There's also been a huge, and probably justified, sell-off in the electronics contract manufacturer sector this year, due to weak demand for firms that build gadgets for brand-name tech companies.

Shares of top contract manufacturers Flextronics (Research), Solectron (Research) and Celestica (Research) have all fallen more than 30 percent this year while Sanmina-SCI (Research) has plunged nearly 60 percent. Analysts have cut next year's profit forecasts for all four companies during the past three months.

Buy some techs nevermore

Finally, it's also worth noting that several stocks that I mentioned in last year's Nightmare on Tech Street column were once again lifeless corpses this year, particularly those with ties to the still moribund telecom sector.
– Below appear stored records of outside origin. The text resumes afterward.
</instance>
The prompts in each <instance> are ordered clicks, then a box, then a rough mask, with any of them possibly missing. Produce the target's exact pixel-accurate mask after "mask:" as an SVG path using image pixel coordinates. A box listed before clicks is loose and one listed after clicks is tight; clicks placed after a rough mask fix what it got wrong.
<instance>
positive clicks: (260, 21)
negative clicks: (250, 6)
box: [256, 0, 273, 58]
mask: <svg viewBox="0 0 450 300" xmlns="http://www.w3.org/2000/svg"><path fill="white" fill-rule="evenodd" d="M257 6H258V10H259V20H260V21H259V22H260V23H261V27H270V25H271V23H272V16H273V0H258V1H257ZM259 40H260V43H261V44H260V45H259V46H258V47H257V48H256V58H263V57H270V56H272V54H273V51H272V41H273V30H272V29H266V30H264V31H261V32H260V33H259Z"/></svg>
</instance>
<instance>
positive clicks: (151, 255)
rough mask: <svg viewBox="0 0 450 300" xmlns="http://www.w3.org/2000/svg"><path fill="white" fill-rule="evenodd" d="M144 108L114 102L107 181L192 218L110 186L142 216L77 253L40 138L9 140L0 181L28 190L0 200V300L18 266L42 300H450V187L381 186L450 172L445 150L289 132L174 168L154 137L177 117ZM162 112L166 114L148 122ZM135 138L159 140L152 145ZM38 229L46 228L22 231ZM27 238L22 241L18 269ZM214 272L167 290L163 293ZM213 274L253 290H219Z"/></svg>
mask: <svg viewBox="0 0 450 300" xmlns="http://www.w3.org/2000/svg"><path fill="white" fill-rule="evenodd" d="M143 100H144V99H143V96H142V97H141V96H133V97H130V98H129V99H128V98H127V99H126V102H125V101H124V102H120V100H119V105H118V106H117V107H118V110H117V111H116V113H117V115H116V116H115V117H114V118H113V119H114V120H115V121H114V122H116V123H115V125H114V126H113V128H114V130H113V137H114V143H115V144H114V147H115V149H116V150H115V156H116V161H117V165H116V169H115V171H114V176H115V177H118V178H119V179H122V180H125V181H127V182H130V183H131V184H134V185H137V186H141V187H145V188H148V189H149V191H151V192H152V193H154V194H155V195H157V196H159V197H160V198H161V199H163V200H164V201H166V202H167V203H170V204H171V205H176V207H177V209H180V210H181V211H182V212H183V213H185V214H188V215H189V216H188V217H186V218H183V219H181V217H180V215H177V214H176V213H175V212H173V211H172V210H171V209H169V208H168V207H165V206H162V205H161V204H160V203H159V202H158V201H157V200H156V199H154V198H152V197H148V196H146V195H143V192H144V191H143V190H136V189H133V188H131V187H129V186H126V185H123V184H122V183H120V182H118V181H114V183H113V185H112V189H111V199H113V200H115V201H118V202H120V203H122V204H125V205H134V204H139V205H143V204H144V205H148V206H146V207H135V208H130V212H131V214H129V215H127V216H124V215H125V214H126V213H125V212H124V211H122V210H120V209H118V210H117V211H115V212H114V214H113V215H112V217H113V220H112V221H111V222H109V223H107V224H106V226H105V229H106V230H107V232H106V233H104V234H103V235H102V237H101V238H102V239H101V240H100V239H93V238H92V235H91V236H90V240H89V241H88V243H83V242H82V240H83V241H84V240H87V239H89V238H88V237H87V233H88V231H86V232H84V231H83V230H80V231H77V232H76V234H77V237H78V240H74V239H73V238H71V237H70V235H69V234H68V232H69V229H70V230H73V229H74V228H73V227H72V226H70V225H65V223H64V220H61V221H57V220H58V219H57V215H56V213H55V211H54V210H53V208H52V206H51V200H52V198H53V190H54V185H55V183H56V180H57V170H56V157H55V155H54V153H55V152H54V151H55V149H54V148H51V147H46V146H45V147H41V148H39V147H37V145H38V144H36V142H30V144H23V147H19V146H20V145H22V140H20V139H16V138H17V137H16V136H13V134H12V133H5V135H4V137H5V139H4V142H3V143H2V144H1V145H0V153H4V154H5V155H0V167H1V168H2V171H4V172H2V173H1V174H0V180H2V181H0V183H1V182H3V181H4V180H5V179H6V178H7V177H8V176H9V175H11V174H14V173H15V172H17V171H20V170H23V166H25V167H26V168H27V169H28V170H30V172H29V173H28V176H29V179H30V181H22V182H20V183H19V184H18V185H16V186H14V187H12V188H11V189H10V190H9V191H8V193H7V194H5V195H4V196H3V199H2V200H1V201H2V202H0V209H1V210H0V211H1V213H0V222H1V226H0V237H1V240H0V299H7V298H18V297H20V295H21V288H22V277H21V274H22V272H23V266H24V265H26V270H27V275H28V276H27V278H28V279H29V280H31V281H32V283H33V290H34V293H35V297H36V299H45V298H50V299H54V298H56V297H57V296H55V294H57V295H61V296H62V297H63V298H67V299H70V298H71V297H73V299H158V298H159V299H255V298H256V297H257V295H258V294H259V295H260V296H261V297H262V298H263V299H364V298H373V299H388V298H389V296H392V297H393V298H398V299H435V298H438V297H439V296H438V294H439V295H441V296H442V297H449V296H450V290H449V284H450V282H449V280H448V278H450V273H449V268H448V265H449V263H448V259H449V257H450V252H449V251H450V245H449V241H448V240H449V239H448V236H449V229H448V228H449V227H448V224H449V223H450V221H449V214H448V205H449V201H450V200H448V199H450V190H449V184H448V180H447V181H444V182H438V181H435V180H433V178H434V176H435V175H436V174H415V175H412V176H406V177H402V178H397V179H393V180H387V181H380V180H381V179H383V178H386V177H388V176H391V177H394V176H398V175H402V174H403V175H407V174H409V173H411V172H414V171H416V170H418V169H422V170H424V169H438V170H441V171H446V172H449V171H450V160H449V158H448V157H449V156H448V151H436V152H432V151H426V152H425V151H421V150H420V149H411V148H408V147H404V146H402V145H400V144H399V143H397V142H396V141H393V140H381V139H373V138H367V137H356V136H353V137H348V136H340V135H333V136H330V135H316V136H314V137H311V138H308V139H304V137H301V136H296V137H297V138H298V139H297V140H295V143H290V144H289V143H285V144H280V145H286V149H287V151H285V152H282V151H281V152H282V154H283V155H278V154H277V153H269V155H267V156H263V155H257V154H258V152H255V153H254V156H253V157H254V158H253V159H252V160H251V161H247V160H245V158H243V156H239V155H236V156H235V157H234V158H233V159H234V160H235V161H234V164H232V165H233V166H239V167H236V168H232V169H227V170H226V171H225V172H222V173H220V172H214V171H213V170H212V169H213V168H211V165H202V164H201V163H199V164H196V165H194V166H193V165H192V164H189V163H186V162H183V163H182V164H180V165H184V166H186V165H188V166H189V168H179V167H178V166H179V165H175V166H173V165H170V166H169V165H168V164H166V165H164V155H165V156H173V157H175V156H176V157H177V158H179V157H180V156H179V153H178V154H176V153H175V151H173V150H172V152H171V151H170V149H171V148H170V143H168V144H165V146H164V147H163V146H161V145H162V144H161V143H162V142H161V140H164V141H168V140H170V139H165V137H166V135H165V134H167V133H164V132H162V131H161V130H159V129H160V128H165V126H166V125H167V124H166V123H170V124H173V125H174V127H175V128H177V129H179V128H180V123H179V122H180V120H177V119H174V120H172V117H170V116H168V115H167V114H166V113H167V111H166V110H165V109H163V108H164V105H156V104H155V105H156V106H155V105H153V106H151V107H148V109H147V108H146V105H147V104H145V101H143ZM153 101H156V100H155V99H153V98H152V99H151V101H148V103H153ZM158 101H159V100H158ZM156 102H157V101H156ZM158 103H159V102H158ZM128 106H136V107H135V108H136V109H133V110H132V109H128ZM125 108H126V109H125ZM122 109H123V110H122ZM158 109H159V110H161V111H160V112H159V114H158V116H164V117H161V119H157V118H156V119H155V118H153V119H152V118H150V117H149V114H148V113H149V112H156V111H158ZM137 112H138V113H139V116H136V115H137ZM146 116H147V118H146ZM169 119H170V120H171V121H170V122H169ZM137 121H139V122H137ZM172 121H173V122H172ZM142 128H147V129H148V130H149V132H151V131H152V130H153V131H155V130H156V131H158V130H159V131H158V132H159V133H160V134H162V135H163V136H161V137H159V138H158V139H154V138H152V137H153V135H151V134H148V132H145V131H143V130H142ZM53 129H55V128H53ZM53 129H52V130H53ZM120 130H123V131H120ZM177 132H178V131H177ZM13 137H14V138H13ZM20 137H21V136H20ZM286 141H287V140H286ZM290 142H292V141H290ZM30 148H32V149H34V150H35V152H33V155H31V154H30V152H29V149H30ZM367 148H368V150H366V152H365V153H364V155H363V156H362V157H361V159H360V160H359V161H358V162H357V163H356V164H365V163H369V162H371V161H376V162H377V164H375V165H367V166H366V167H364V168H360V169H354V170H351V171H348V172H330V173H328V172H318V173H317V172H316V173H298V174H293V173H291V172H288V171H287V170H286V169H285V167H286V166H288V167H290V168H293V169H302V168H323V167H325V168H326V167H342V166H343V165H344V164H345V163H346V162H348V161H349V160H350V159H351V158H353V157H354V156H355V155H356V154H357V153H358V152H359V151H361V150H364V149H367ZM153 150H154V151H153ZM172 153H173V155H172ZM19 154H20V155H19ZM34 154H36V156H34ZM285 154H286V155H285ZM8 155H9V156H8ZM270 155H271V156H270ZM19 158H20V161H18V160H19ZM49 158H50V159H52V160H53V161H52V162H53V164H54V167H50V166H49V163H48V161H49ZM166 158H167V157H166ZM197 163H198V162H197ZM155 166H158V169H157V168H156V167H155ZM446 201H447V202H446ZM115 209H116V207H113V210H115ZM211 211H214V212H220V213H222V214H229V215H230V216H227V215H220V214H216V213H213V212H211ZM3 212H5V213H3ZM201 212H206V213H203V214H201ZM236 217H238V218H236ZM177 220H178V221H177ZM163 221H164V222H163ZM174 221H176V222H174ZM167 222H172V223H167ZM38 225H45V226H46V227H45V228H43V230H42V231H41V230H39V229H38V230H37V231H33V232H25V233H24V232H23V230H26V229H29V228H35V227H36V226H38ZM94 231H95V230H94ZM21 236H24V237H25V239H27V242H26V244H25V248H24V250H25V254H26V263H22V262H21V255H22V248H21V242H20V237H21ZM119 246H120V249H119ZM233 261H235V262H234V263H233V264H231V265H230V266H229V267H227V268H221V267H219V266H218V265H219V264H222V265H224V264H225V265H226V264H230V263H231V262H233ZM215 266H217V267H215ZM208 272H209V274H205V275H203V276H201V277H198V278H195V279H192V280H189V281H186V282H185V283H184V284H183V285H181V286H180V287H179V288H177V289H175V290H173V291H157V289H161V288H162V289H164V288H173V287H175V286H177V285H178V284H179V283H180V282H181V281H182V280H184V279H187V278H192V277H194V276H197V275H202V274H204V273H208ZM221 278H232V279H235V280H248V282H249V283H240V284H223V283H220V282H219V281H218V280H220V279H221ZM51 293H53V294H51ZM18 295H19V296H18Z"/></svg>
Agere Systems (Research) has dropped 28 percent. Ciena (Research) is down more than 30 percent. Applied Micro Circuits (Research) has fallen 38 percent. PMC-Sierra (Research) has plunged 42 percent.

So that should serve as a lesson for tech investors. Just because a stock has fallen hard and fast does not necessarily make it a value.

As such, Kelmon said that despite his investments in Sun and RIM, he, like Parrish, also prefers tech blue chips. Some of his biggest holdings are Applied Materials (Research), Cisco Systems (Research), Microsoft and Oracle (Research).

"With the big names, if I'm wrong the stocks do nothing and if I'm right they go up 20 percent versus more speculative names where if you're right you might get a double but if you're wrong you get clobbered."

In other words, some tech stocks are better left dead and buried.